06/05/2026
VitaMittwoch😃
Heute: Blutwerte „im Normbereich“ – und trotzdem Beschwerden? 🤔
Das hören wir sehr oft:
„Meine Werte sind eigentlich alle in Ordnung, aber ich fühle mich nicht gut.“😳
Wichtig zu verstehen: Der sogenannte Normbereich ist kein Optimalbereich.
Er basiert auf statistischen Durchschnittswerten einer großen Gruppe von Menschen – und darunter sind eben nicht nur gesunde, sondern viele bereits belastete oder kranke Personen (wieviele Menschen aus unserer Gesellschaft sind schon kerngesund?).
Das bedeutet:
👉 „In der Norm“ heißt nicht automatisch „gesund“
👉 Und manchmal auch gar nicht „optimal versorgt“
Und was oft übersehen wird:
Der Körper reagiert individuell. Manche Menschen entwickeln bereits Beschwerden, obwohl ihre Werte noch im Laborbereich liegen.

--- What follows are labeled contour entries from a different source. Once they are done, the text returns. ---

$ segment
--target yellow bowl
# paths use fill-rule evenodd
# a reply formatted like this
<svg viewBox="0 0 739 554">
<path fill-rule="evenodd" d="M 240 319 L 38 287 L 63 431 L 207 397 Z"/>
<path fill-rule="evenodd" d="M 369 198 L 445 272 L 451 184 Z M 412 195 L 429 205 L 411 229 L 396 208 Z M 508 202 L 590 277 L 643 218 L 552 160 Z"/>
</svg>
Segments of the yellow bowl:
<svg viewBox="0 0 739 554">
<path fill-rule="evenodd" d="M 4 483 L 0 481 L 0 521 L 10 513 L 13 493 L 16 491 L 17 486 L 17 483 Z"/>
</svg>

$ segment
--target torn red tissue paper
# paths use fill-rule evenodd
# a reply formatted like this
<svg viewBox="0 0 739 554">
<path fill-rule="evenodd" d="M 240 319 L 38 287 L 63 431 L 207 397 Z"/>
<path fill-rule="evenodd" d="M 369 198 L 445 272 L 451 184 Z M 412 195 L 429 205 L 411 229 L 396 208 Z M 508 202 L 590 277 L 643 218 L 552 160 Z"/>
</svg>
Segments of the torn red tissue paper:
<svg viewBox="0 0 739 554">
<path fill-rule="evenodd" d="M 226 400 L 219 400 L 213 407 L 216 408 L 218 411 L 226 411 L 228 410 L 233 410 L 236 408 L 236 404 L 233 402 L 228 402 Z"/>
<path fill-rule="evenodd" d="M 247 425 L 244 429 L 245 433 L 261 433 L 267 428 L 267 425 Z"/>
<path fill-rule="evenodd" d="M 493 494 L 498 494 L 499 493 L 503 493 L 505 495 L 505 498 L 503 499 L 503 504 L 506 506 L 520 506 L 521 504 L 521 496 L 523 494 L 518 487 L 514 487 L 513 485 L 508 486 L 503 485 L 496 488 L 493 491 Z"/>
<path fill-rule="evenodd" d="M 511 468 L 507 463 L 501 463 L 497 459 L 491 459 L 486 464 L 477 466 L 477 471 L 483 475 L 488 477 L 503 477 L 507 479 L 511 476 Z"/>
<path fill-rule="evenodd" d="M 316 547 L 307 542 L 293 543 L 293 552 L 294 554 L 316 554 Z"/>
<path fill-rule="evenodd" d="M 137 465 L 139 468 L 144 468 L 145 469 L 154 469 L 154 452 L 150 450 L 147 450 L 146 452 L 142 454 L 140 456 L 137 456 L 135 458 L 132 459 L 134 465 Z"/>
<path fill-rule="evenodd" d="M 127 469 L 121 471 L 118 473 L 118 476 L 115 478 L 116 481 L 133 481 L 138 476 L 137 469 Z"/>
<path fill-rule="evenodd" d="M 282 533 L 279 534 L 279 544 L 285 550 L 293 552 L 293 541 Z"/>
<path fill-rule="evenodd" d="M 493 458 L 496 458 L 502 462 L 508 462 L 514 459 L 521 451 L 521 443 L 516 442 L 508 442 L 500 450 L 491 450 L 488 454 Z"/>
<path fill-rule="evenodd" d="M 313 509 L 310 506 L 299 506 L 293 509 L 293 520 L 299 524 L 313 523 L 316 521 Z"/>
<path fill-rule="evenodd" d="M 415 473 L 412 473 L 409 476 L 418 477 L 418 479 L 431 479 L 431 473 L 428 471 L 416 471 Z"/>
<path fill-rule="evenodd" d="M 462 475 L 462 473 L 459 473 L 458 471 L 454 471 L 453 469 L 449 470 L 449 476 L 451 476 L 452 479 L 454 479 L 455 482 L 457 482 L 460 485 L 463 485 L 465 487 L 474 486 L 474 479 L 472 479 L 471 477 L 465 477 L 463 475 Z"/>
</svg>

Andere kompensieren lange – und fallen erst spät „aus der Norm“.
Deshalb ist es so wichtig, nicht nur auf einzelne Zahlen zu schauen, sondern auf das Gesamtbild:
• Symptome
• Verlauf
• Zusammenspiel der Werte
• individuelle Situation
☝Ein erfahrener Blick erkennt oft Zusammenhänge, die im Standardbefund untergehen.
Fazit:
Wenn du dich nicht wohlfühlst, nützt dir ein „alles in der Norm“ wenig.
Es lohnt sich immer, genauer hinzusehen – und die Werte im Kontext zu interpretieren.
Wenn wir Nährstoffe 💊einsetzen, dann immer gezielt, um bestimmte Ziele zu erreichen - und evaluieren im Verlauf, ob das auch eingetreten ist, nur dann ist die Einnahme sinnvoll. Wir wollen keine 'Laborkosmetik' betreiben, nur damit alles am Befund besser aussieht; es geht immer um den Kontext mit gewissen Beschwerden.